Eugene F Collins managing partner David Cantrell is in the first year of his second term at the firm, although like the US presidential candidates he is only entitled to three.

During his tenure, the firm has really found its niche. In the same way as Freshfields Bruckhaus Deringer, which recently employed consultants McKinsey, Eugene F Collins was not afraid ask for a few strategic pointers and called in the consultants a few years ago.
“Consultants will tell you the time by your own watch, but you just need to hear it from somebody else,” says Cantrell.

One of the main points of having the consultants was that it would not be the partners’ jobs to decide what colour the carpets should be. “The partners dedicated some of the responsibility of the day-to-day decision making to me. This allows them to get on with their jobs knowing that the rest of the stuff gets handled elsewhere.”

And Cantrell has not done a bad job of handling the rest of the stuff, because his firm is one of the favourite referral destinations for work that Dublin’s big five law firms – A&L Goodbody, Arthur Cox, Matheson Ormsby Prentice, McCann FitzGerald and William Fry – cannot take on.

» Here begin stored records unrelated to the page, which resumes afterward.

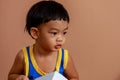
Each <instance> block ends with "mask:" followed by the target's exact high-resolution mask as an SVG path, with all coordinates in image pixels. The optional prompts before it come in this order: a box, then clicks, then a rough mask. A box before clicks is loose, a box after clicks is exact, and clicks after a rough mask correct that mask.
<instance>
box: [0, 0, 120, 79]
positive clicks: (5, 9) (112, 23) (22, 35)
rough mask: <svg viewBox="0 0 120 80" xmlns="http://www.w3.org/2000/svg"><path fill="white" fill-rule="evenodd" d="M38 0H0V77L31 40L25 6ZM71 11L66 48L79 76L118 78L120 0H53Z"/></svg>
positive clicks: (31, 3) (30, 43) (32, 39)
mask: <svg viewBox="0 0 120 80" xmlns="http://www.w3.org/2000/svg"><path fill="white" fill-rule="evenodd" d="M37 1H39V0H0V80H7V75H8V72H9V70H10V68H11V66H12V64H13V61H14V58H15V56H16V54H17V52H18V51H19V50H20V49H21V48H22V47H24V46H27V45H31V44H33V43H34V40H33V39H32V38H31V37H30V36H29V35H28V34H27V33H26V32H24V27H25V18H26V14H27V11H28V9H29V8H30V7H31V6H32V5H33V4H34V3H36V2H37ZM56 1H58V2H60V3H62V4H63V5H64V6H65V8H66V9H67V10H68V12H69V15H70V19H71V20H70V24H69V32H68V37H67V42H66V45H65V48H67V49H68V50H69V53H70V54H71V55H72V57H73V60H74V64H75V66H76V69H77V71H78V73H79V77H80V80H120V5H119V4H120V0H56Z"/></svg>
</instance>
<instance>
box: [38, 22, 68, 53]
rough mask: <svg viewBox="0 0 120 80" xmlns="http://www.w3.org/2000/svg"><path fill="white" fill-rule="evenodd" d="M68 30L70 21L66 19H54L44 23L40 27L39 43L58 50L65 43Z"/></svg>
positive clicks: (38, 37) (46, 49)
mask: <svg viewBox="0 0 120 80" xmlns="http://www.w3.org/2000/svg"><path fill="white" fill-rule="evenodd" d="M67 32H68V22H67V21H64V20H54V21H53V20H52V21H49V22H48V23H45V24H42V25H41V26H40V27H39V28H38V34H39V35H38V38H37V40H36V42H37V44H38V45H39V46H40V47H41V48H43V49H45V50H50V51H51V50H52V51H57V50H58V49H60V48H61V47H62V46H63V44H64V43H65V39H66V33H67Z"/></svg>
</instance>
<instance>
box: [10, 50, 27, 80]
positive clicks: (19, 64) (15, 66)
mask: <svg viewBox="0 0 120 80" xmlns="http://www.w3.org/2000/svg"><path fill="white" fill-rule="evenodd" d="M8 80H28V78H27V77H26V76H24V56H23V52H22V50H21V51H19V52H18V54H17V56H16V58H15V61H14V64H13V66H12V68H11V70H10V72H9V74H8Z"/></svg>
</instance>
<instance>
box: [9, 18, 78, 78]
mask: <svg viewBox="0 0 120 80" xmlns="http://www.w3.org/2000/svg"><path fill="white" fill-rule="evenodd" d="M68 28H69V27H68V22H67V21H64V20H51V21H49V22H48V23H44V24H42V25H40V27H38V28H35V27H32V28H31V29H30V33H31V36H32V37H33V38H34V39H35V44H34V45H33V53H34V57H35V60H36V62H37V64H38V66H39V68H40V69H41V70H42V71H44V72H46V73H50V72H53V71H55V65H56V59H57V55H58V54H57V53H58V50H59V49H60V48H62V46H63V44H64V43H65V39H66V34H67V32H68ZM24 66H25V64H24V56H23V51H22V50H21V51H19V52H18V54H17V56H16V59H15V62H14V64H13V66H12V69H11V71H10V72H9V76H8V80H29V79H28V78H27V77H26V76H24V72H25V69H24ZM64 72H65V77H66V78H67V79H68V80H79V78H78V74H77V72H76V69H75V67H74V64H73V61H72V59H71V57H70V55H69V57H68V63H67V67H66V69H65V71H64Z"/></svg>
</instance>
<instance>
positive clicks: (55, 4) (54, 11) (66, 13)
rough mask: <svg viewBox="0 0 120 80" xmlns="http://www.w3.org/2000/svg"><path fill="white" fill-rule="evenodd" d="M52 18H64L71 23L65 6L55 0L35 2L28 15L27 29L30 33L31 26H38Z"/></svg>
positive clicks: (68, 21)
mask: <svg viewBox="0 0 120 80" xmlns="http://www.w3.org/2000/svg"><path fill="white" fill-rule="evenodd" d="M50 20H64V21H67V22H68V23H69V15H68V12H67V10H66V9H65V8H64V6H63V5H62V4H60V3H58V2H55V1H53V0H49V1H40V2H38V3H36V4H34V5H33V6H32V7H31V8H30V10H29V11H28V14H27V17H26V27H25V29H26V31H28V33H29V34H30V28H31V27H38V26H39V25H41V24H43V23H47V22H49V21H50Z"/></svg>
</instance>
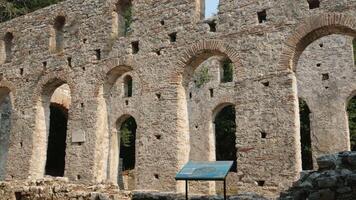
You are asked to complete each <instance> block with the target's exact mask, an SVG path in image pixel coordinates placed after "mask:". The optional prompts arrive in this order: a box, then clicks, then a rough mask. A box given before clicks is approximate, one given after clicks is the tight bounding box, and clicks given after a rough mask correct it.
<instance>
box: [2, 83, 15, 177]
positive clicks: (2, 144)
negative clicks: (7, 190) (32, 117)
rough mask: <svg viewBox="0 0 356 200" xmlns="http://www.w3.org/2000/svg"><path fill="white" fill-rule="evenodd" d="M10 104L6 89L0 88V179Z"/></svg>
mask: <svg viewBox="0 0 356 200" xmlns="http://www.w3.org/2000/svg"><path fill="white" fill-rule="evenodd" d="M11 112H12V105H11V101H10V96H9V93H8V90H7V89H4V88H0V180H4V178H5V173H6V172H5V167H6V161H7V154H8V149H9V138H10V128H11Z"/></svg>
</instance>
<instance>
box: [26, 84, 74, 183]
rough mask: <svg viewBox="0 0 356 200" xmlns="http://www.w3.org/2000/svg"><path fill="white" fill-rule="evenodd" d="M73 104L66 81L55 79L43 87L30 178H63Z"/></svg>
mask: <svg viewBox="0 0 356 200" xmlns="http://www.w3.org/2000/svg"><path fill="white" fill-rule="evenodd" d="M70 104H71V92H70V88H69V86H68V85H67V84H65V83H64V82H63V81H61V80H58V79H56V80H53V81H51V82H49V83H48V84H46V85H44V86H43V89H42V94H41V99H38V101H37V108H36V128H35V132H34V134H33V143H34V144H35V146H34V148H33V152H32V158H31V162H30V167H31V170H30V173H31V176H33V177H35V178H42V177H43V175H50V176H59V177H60V176H64V174H65V155H66V138H67V125H68V124H67V122H68V110H69V109H70Z"/></svg>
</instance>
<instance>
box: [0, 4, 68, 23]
mask: <svg viewBox="0 0 356 200" xmlns="http://www.w3.org/2000/svg"><path fill="white" fill-rule="evenodd" d="M61 1H63V0H0V22H4V21H7V20H10V19H13V18H15V17H18V16H21V15H25V14H27V13H30V12H33V11H35V10H37V9H40V8H44V7H46V6H49V5H52V4H56V3H58V2H61Z"/></svg>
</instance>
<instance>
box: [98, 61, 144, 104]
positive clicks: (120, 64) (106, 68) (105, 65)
mask: <svg viewBox="0 0 356 200" xmlns="http://www.w3.org/2000/svg"><path fill="white" fill-rule="evenodd" d="M132 66H133V60H132V57H131V56H126V57H122V58H117V59H108V60H107V61H106V62H105V63H103V65H101V71H100V72H99V74H97V75H98V84H97V86H96V88H95V91H94V95H95V96H96V97H97V96H98V95H99V94H100V90H101V89H102V88H103V87H104V90H105V91H107V90H108V89H110V87H111V86H110V85H112V84H114V83H115V81H116V80H117V79H118V78H119V77H121V75H123V74H125V73H127V72H132V71H133V67H132ZM138 78H139V79H140V77H138ZM105 91H104V92H105Z"/></svg>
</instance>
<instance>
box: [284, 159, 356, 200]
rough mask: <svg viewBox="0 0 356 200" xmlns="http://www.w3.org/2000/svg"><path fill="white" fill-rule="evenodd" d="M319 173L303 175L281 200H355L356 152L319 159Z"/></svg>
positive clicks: (355, 176) (285, 192)
mask: <svg viewBox="0 0 356 200" xmlns="http://www.w3.org/2000/svg"><path fill="white" fill-rule="evenodd" d="M317 163H318V166H319V169H318V171H309V172H306V173H304V174H302V175H301V178H300V179H299V180H298V181H297V182H296V183H294V185H293V187H292V188H290V189H289V190H288V191H287V192H284V193H282V194H281V196H280V200H305V199H308V200H355V199H356V152H340V153H337V154H332V155H325V156H322V157H320V158H318V159H317Z"/></svg>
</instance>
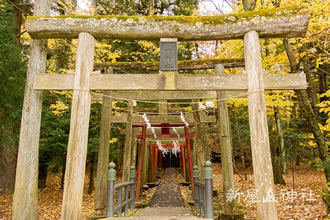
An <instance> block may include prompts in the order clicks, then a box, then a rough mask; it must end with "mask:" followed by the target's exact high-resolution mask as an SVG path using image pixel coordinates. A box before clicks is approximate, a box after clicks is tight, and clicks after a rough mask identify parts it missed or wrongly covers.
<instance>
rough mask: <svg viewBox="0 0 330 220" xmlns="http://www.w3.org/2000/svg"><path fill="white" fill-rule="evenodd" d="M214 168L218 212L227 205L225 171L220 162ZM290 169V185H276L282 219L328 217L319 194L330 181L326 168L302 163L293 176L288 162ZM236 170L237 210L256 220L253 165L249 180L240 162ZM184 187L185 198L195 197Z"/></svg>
mask: <svg viewBox="0 0 330 220" xmlns="http://www.w3.org/2000/svg"><path fill="white" fill-rule="evenodd" d="M212 167H213V186H214V188H215V189H217V191H218V196H217V197H216V198H215V203H214V206H215V207H214V210H215V212H216V213H218V212H219V211H220V210H221V209H222V207H223V196H222V187H223V185H222V175H221V173H222V172H221V165H220V164H213V165H212ZM287 168H288V172H287V174H286V175H284V179H285V182H286V185H275V197H276V198H277V199H278V203H277V209H278V211H277V212H278V216H279V218H280V219H285V220H296V219H297V220H300V219H301V220H302V219H308V220H312V219H313V220H320V219H327V217H326V208H325V206H324V204H323V202H322V200H321V198H320V196H319V191H320V190H321V189H322V188H323V187H324V186H325V184H326V180H325V176H324V173H323V171H321V170H314V169H312V168H311V166H309V165H304V164H302V165H300V166H295V167H294V168H295V169H294V179H293V175H292V169H291V165H289V164H288V167H287ZM235 171H236V172H235ZM237 171H238V172H237ZM234 172H235V173H236V174H235V175H234V181H235V192H236V193H235V194H236V195H237V197H236V198H237V199H238V197H240V198H239V201H238V200H237V201H236V205H237V208H236V210H238V211H241V212H243V213H244V218H245V219H256V203H255V200H254V199H255V197H254V196H255V191H254V190H253V189H254V183H253V175H252V174H253V172H252V168H251V167H250V168H249V169H248V171H247V174H248V175H247V177H248V180H244V175H243V172H242V169H241V168H240V166H239V165H236V169H234ZM293 182H294V185H293ZM180 189H181V192H182V194H183V197H184V198H185V200H191V191H190V190H189V188H188V187H184V186H181V187H180ZM328 219H330V218H328Z"/></svg>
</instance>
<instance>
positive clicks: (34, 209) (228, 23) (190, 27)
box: [13, 0, 309, 220]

One big five partner explained that not only do they get the obvious advantage that the job does not go to a competitor, but they know that thefirm will really look after the client.

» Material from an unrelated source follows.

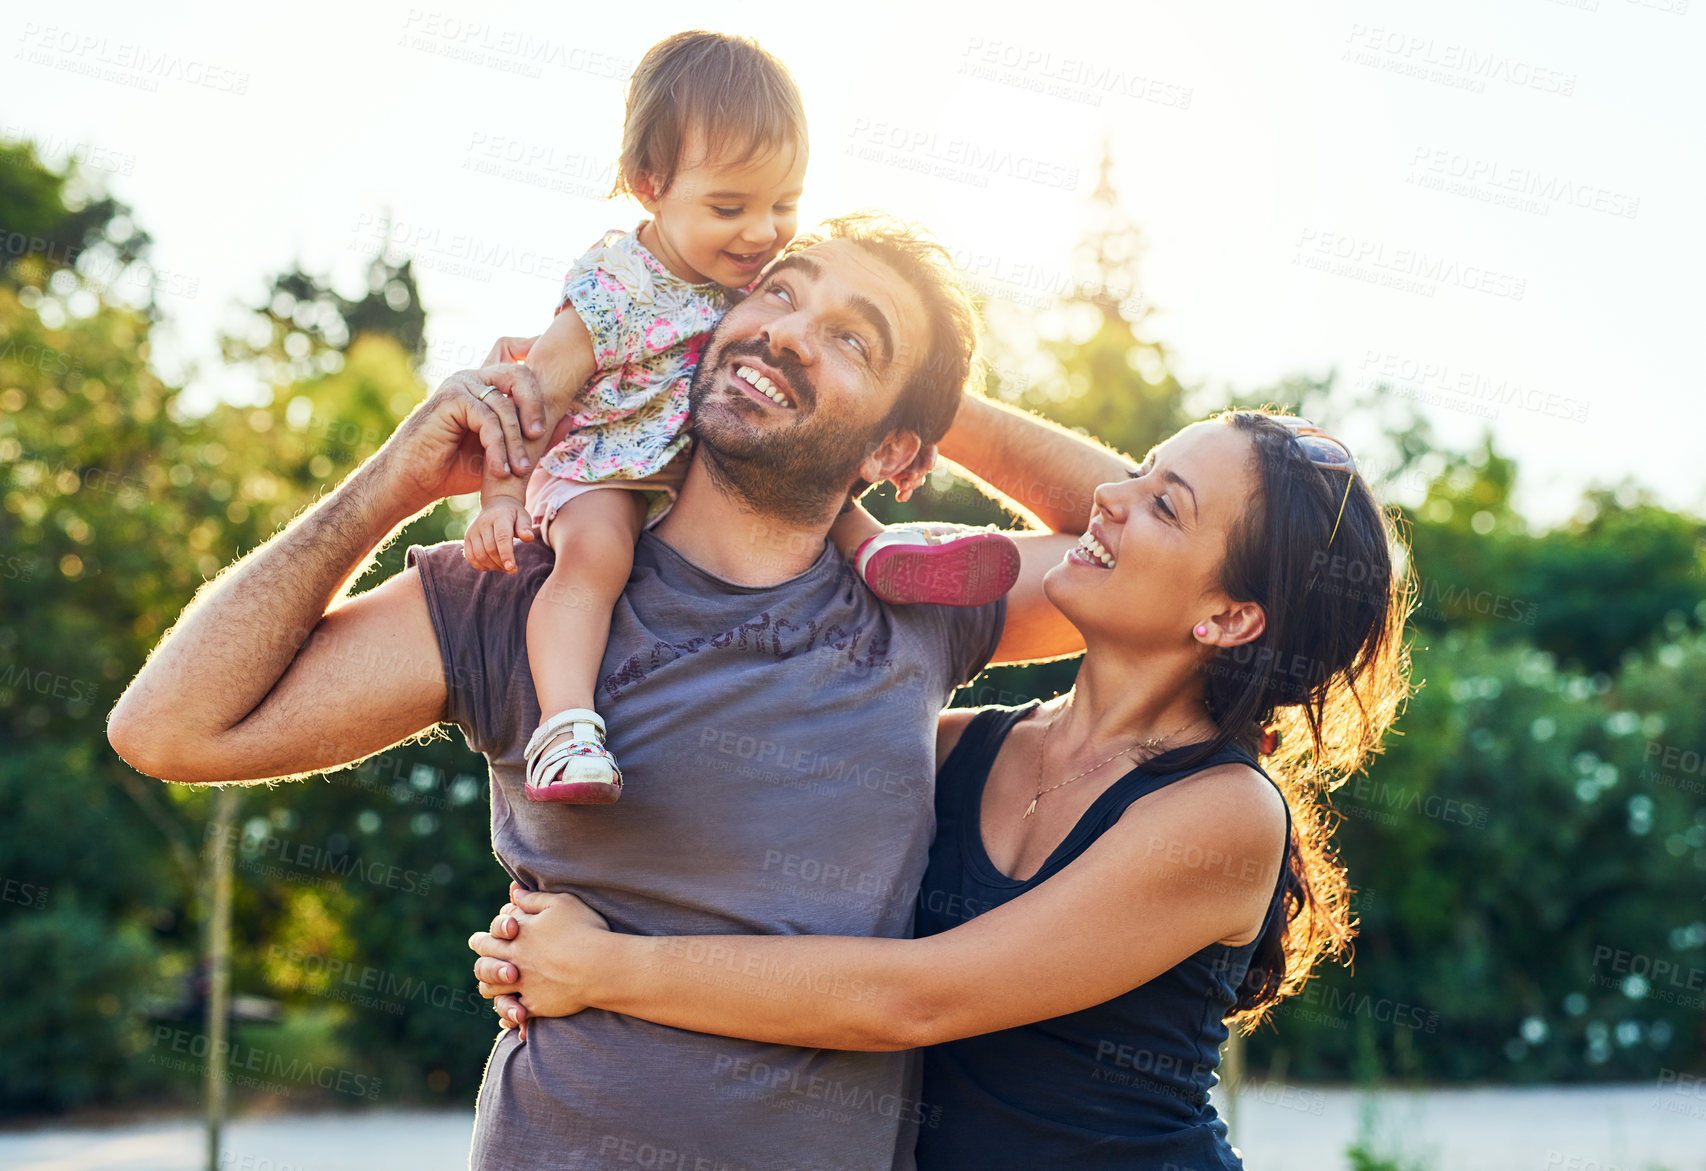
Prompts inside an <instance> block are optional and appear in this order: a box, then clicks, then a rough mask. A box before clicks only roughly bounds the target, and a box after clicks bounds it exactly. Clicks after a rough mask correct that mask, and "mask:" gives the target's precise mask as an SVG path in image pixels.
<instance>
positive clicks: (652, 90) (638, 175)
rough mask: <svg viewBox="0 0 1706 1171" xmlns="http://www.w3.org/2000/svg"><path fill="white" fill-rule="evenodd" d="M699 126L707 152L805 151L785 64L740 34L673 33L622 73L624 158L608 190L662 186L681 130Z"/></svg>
mask: <svg viewBox="0 0 1706 1171" xmlns="http://www.w3.org/2000/svg"><path fill="white" fill-rule="evenodd" d="M693 130H699V131H701V133H703V135H705V147H706V150H708V152H710V155H711V157H717V159H720V160H725V159H727V160H730V162H751V160H756V159H761V157H768V155H771V154H775V152H778V150H785V149H790V147H792V149H795V150H805V104H804V102H802V101H800V90H798V87H797V85H795V84H793V77H792V75H790V73H788V68H786V67H785V65H783V63H781V61H778V60H776V58H775V56H771V55H769V53H766V51H764V50H761V48H759V44H757V41H754V39H752V38H747V36H727V34H723V32H701V31H693V32H677V34H676V36H670V38H665V39H662V41H659V43H657V44H653V46H652V48H650V50H648V51H647V55H645V58H641V61H640V67H638V68H636V70H635V75H633V77H631V79H628V116H626V121H624V125H623V157H621V162H619V166H618V167H616V188H614V191H612V193H611V195H633V196H638V193H640V191H638V183H640V178H641V176H645V178H648V179H650V181H652V195H653V196H659V195H664V193H665V191H669V184H670V183H674V181H676V171H677V169H679V167H681V152H682V149H684V147H686V142H688V135H689V131H693Z"/></svg>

In fact, Cantrell believes that, in some sectors, Eugene F Collins can take the big five on at their own game. He claims to be as good, if not better than, the competition (including the big five) in the firm’s core areas of corporate, banking, commercial property and intellectual property and IT.

“The one thing that is different is scale, nothing else. Our expertise is there, it’s purely a matter of scale.” What is undisputed is that the firm is a first choice, bar none, in the corporate recovery sector.

A key issue for smaller commercial firms such as Eugene F Collins, and for Dublin firms in general, is leverage rates. Ireland still has very low partner-assistant ratios, although firms such as A&L Goodbody have worked particularly hard to push assistant numbers up to a more Anglo-American level.

Cantrell brushes off the issue, saying: “I’m not loosing an awful lot of sleep over it.” He adds: “We never wished to aspire to the size of the big five, we want to strive to remain at a level where we can service our clients.”

So, when he steps down will the firm be a miniature clone of the big five? Two statements suggest he’s not following the Anglo-American model: “We do have a proper work-life balance” and “I don’t see us becoming a mercenary type firm.”